5. He never received a royal commission.

Although he was one of the pre-eminent furniture makers of his day, Chippendale never received a royal commission, unlike many of his counterparts.

6. Chippendale served as an interior designer.

Like William Morris after him, Chippendale would have taken on whole-house decoration commissions: tackling wallpaper, carpets, and more. He would take on additional design responsibilities himself, and was involved in sourcing and managing craftspeople.

7. There were two Thomas Chippendales.

The original Thomas Chippendale was succeeded by his eldest son, also called Thomas Chippendale, who ran his father’s firm until it went bankrupt due to to slow-paying clients.

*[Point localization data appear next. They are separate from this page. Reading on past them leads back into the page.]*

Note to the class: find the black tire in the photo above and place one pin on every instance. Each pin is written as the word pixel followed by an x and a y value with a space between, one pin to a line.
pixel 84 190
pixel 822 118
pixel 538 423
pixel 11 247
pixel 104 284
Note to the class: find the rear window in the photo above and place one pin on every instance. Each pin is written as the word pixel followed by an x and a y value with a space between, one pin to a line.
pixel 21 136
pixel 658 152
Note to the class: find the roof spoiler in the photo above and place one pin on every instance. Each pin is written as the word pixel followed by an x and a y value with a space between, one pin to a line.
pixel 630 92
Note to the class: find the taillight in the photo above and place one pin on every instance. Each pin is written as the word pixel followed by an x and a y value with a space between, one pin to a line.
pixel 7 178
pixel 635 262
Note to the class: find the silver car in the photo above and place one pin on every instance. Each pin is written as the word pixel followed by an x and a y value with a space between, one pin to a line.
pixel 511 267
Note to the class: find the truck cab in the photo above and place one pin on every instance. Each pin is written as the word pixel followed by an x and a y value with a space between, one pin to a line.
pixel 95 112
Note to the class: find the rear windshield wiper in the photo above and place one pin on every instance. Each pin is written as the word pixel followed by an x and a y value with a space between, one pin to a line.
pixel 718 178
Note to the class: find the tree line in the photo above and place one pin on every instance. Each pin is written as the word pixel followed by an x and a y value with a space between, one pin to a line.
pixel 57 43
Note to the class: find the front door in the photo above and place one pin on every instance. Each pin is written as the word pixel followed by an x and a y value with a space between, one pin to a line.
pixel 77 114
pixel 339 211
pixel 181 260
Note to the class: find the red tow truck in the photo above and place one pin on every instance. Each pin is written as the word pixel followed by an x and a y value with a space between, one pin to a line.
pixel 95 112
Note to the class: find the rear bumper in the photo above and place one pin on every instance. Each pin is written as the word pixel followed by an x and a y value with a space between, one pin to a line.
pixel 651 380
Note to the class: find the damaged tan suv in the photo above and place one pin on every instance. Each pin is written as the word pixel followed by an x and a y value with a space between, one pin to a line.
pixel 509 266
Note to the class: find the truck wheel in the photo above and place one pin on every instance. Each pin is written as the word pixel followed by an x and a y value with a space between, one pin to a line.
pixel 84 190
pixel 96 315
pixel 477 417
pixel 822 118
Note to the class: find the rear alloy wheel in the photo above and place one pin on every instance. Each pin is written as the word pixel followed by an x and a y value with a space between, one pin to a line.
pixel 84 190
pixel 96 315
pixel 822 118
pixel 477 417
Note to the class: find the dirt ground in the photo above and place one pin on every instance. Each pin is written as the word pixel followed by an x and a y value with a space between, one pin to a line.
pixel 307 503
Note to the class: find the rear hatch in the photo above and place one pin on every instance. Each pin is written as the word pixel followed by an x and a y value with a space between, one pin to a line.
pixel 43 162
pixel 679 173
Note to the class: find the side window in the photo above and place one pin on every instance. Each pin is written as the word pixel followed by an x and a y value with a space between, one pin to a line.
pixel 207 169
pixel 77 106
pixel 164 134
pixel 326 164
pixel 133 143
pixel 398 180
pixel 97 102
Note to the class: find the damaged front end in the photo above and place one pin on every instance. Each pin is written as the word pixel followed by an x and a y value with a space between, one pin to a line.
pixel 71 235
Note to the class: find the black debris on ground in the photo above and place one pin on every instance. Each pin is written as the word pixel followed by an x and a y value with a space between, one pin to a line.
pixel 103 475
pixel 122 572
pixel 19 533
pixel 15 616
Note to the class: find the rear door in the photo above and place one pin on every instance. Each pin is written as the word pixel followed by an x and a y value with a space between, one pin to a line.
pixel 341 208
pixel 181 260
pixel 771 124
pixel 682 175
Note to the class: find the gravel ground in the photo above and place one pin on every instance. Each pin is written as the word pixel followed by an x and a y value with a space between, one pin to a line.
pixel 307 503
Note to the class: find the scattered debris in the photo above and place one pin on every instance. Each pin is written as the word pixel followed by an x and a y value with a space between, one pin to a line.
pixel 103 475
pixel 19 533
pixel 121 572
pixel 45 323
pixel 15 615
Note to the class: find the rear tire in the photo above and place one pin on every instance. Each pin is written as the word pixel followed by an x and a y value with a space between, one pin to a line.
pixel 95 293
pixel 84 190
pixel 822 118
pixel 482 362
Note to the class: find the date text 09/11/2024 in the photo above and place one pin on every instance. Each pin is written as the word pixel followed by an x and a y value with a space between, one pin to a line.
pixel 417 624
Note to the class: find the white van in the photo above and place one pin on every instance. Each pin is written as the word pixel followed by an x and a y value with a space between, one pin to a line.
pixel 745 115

8. Thomas Chippendale published a book.

The artisan rose to prominence when he published his designs in a 1754 book called the Gentleman and Cabinet-Maker’s Director, which was sold through subscription to other cabinetmakers and aristocratic gentlemen. It was so successful that it was re-published in 1755 and again in 1762. By democratizing his designs, Chippendale furthered the reach of his name, and it became synonymous with all furniture produced in his style.

9. Contemporary design is still inspired by Chippendale furniture.

Contemporary artists Robert Venturi and Denise Scott-Brown reworked a classic Chippendale chair, flattening it to create what they refer to as ‘transitional’ (hybridized) furniture, and bringing it into the 21st century.

10. Chippendale furniture is on view to the public.

Collections of Chippendale furniture and interior design can be seen in situ as he intended, maintained at National Trust houses across the United Kingdom. One of the most expansive collections of his work can be seen at Nostell Priory in West Yorkshire, but it can also be found at Saltram in Devon, Petworth House in West Sussex, Anglesey Abbey in Cambridgeshire, and Osterley House in West London.